Netanyahou présente ce plan comme un projet «gagnant-gagnant» pour tous les acteurs concernés. Il estime d’une part que ce projet permettrait de libérer les Palestiniens du «régime oppressif du Hamas», leur offrirait l’occasion de vivre dans un territoire plus développé grâce à «des opportunités d’emploi massives» et ouvrirait une «voie vers la réunification de Gaza et la Cisjordanie».
Le premier ministre israélien ne cache pas les avantages que son pays aurait à gagner, comme la «sécurité à long terme dans le Sud», une meilleure «intégration d’Israël dans la région», des «opportunités économiques dans le Sud» et une «normalisation» de ses relations avec l’Arabie saoudite.
Car les pays arabes auraient, selon lui, ont tout à gagner en prenant part au projet. L’Arabie saoudite, les Émirats et le Bahreïn auraient un accès à la Méditerranée avec des «chemins de fer» ou des «pipelines».

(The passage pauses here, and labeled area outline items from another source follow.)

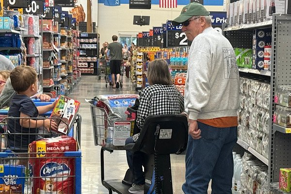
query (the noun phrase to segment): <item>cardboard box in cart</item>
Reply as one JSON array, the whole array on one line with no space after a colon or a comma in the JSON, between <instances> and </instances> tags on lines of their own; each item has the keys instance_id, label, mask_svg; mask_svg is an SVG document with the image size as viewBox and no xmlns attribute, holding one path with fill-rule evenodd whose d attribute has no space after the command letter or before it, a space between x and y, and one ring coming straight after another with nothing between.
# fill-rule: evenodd
<instances>
[{"instance_id":1,"label":"cardboard box in cart","mask_svg":"<svg viewBox=\"0 0 291 194\"><path fill-rule=\"evenodd\" d=\"M0 165L0 194L23 194L25 177L23 165Z\"/></svg>"}]
</instances>

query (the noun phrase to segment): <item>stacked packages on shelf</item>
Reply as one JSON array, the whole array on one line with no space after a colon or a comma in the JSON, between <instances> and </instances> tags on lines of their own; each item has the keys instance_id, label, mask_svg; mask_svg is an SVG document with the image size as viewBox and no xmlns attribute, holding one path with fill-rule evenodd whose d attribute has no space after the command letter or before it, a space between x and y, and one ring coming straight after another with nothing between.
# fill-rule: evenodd
<instances>
[{"instance_id":1,"label":"stacked packages on shelf","mask_svg":"<svg viewBox=\"0 0 291 194\"><path fill-rule=\"evenodd\" d=\"M269 83L241 78L238 138L269 157Z\"/></svg>"}]
</instances>

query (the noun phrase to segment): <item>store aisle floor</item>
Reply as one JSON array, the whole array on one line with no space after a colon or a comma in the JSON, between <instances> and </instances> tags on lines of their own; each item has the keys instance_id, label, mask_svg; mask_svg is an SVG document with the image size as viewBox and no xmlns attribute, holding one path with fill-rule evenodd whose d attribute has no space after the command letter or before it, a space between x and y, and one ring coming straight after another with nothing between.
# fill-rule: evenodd
<instances>
[{"instance_id":1,"label":"store aisle floor","mask_svg":"<svg viewBox=\"0 0 291 194\"><path fill-rule=\"evenodd\" d=\"M85 98L91 99L102 94L135 94L129 79L123 77L123 88L105 88L104 79L97 76L84 76L68 96L81 102L79 113L82 116L81 149L82 151L82 193L108 194L108 190L101 182L100 147L94 145L90 105ZM174 194L182 194L182 184L185 180L185 155L171 157L173 187ZM105 179L123 178L128 168L125 151L114 151L104 153Z\"/></svg>"}]
</instances>

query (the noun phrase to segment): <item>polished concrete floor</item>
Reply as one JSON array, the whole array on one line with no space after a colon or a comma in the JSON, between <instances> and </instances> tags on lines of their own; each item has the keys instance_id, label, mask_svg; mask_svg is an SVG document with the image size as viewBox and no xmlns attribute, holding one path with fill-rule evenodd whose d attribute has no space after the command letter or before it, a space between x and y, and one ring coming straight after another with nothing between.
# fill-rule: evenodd
<instances>
[{"instance_id":1,"label":"polished concrete floor","mask_svg":"<svg viewBox=\"0 0 291 194\"><path fill-rule=\"evenodd\" d=\"M82 116L81 149L82 151L82 193L108 194L101 181L100 148L94 145L90 104L85 99L103 94L136 94L130 79L123 77L122 88L105 87L104 79L97 76L84 76L68 96L81 102L79 113ZM171 156L173 187L174 194L182 194L181 186L185 181L185 155ZM104 153L105 179L123 178L128 166L125 151Z\"/></svg>"}]
</instances>

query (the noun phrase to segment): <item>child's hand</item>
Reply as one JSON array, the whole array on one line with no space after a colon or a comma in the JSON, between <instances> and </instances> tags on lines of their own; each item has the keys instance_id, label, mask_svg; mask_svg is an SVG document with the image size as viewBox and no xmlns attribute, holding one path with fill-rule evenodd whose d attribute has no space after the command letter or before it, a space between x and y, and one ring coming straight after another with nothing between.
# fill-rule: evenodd
<instances>
[{"instance_id":1,"label":"child's hand","mask_svg":"<svg viewBox=\"0 0 291 194\"><path fill-rule=\"evenodd\" d=\"M54 107L56 106L56 104L57 104L57 102L58 101L58 100L55 100L54 102L53 102L52 103L52 104L51 104L51 109L53 109L54 108Z\"/></svg>"},{"instance_id":2,"label":"child's hand","mask_svg":"<svg viewBox=\"0 0 291 194\"><path fill-rule=\"evenodd\" d=\"M49 132L49 129L51 129L57 130L58 126L53 119L45 119L44 120L44 127Z\"/></svg>"}]
</instances>

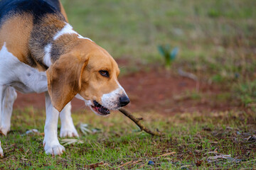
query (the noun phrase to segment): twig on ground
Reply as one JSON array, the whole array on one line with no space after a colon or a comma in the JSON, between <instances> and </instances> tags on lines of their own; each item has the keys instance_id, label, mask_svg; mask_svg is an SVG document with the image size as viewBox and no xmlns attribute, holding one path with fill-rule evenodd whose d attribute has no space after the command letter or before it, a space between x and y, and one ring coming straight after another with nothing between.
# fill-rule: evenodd
<instances>
[{"instance_id":1,"label":"twig on ground","mask_svg":"<svg viewBox=\"0 0 256 170\"><path fill-rule=\"evenodd\" d=\"M153 136L161 136L163 135L162 134L161 134L159 132L152 132L151 130L150 130L149 129L148 129L146 127L145 127L144 125L143 125L141 123L140 120L143 120L142 118L136 118L135 116L134 116L133 115L132 115L132 113L130 113L128 110L127 110L124 108L119 108L119 110L123 113L124 115L125 115L126 116L127 116L129 119L131 119L134 123L136 123L136 125L137 125L139 128L141 129L141 130L144 130L146 132L153 135Z\"/></svg>"}]
</instances>

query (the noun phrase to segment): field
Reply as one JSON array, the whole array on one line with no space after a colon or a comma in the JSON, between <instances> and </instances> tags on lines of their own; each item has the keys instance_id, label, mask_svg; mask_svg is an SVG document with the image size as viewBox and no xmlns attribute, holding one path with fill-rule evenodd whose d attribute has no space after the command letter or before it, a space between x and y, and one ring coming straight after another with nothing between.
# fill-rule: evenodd
<instances>
[{"instance_id":1,"label":"field","mask_svg":"<svg viewBox=\"0 0 256 170\"><path fill-rule=\"evenodd\" d=\"M59 138L65 153L46 155L43 95L19 94L11 130L1 136L0 169L256 169L256 1L62 2L74 30L117 60L126 108L164 135L74 100L80 137ZM166 45L178 48L170 67L158 50ZM26 134L32 129L38 132Z\"/></svg>"}]
</instances>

Un «os à ronger pour Tsahal»
Bien que ce plan soit présenté par le gouvernement de Netanyahou comme une solution pour rétablir la paix dans la région, il n’a jamais eu vocation à voir le jour, tempère Frédérique Schillo, historienne spécialiste d’Israël, co-auteur du livre Sous tes pierres, Jerusalem (Plon), qui sera publié le 20 février. «Gaza 2035 n’a jamais été un plan réaliste. Il n’était qu’une distraction et un os à ronger pour Tsahal qui réclamait, et réclame toujours, une vision de sortie de la guerre. Il ne répond pas aux attentes des Israéliens», explique l’experte.
D’autant que cette volonté de reconstruire Gaza pour en faire un Singapour du Moyen-Orient n’est pas nouvelle. «C’est une vieille lubie des hommes politiques israéliens», rappelle Frédérique Schillo. Vers la fin des années 1990, le premier ministre Shimon Pérès se disait convaincu que cette enclave pauvre et surpeuplée avait tous les atouts pour devenir un jour «le Singapour du Moyen-Orient». Avec l’aide internationale, Gaza aurait pu s’épanouir grâce au commerce, au tourisme, à la technologie et à une amélioration des conditions de vie des Palestiniens. Car ce projet, Shimon Pérès l’avait imaginé comme étant une pierre angulaire de ses efforts de paix avec les Palestiniens, qu’il ne voulait pas chasser de la bande de Gaza.
Or, le projet de Netanyahou visait d’abord à servir les intérêts des Israéliens. Cependant, Donald Trump, lors de son discours, a «refusé que les juifs israéliens s’implantent dans Gaza», souligne Frédérique Schillo. Le président américain est resté toutefois «assez confus sur les destinataires» de cette proposition, note l’experte. En attendant une éventuelle concrétisation du projet de Donald Trump, le gouvernement israélien a déjà annoncé jeudi préparer un plan pour le départ volontaire de Palestiniens de Gaza.